Judit pulled one of those chairs from behind the table and sat glaring at them both. She had no intention of condoning this brand of mischief, but she couldn’t take it seriously. Then it came back to her: what she had said to Sammy on Thursday in her delirium. Well, now she had recovered and she would let him know that it was all a misunderstanding. That the archive was padlocked, that this mad scientist’s laboratory was functioning, that a Berliner marched in here on legs like a giraffe’s and talked about a storyboard, none of it had anything to do with her work. Kornfeld would have some explaining to do, but in the end, it wasn’t possible that any real damage could have been done in just four days.

* * *

The first thing Kornfeld said was, “We thought you were dead. A week and a half, no sign of you.”

“I was just here Thursday,” Judit said.

“No you weren’t. And you weren’t at your dormitory, or at your mother’s.” He looked shaken, and actually seemed more angry than relieved to find Judit sitting across from him. “That poor woman’s called here twice a day.”

“Oscar,” Judit said, “I swear I don’t know what you’re talking about.”

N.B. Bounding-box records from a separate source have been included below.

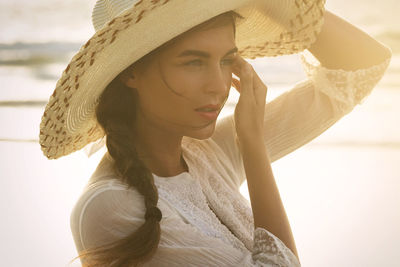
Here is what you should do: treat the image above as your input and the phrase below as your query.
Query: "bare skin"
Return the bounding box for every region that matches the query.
[124,8,390,264]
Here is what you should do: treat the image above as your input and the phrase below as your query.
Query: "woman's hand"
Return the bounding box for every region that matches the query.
[232,55,267,143]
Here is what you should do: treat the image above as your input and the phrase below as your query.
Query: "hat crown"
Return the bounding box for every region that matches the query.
[92,0,139,32]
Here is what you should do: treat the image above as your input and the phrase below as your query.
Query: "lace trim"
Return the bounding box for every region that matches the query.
[300,50,391,109]
[157,180,246,251]
[252,227,300,267]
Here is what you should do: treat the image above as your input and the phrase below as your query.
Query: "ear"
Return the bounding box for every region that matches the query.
[120,68,139,89]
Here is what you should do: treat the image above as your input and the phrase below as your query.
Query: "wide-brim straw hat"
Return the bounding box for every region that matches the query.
[39,0,325,159]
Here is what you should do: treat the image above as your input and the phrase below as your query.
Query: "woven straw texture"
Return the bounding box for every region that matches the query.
[39,0,325,159]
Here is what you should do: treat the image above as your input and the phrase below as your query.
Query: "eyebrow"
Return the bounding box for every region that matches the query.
[177,47,238,58]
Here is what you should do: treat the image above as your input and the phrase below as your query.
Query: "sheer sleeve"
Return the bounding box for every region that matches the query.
[79,184,300,267]
[213,50,391,187]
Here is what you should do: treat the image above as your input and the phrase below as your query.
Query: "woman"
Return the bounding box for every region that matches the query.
[40,0,391,266]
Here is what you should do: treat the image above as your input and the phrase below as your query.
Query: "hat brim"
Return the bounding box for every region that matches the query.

Kornfeld fell back into his chair and gave something between a growl and a sigh. He ran his hand over his forehead and face so that what little hair he had stood up, and then he said, “I was told to say you’d taken a vacation. It was simpler that way. Gluck worked night and day transferring the stuff to video before that German could take over completely. Where the hell were you, anyway?”

Judit felt sweat bead all over her body. “I need the combination.”

“What combination?” Kornfeld asked. Then he said, “Oh. I see. Well, that’s beyond my jurisdiction.”

“What are you talking about?” Judit asked. “Whose jurisdiction is it?”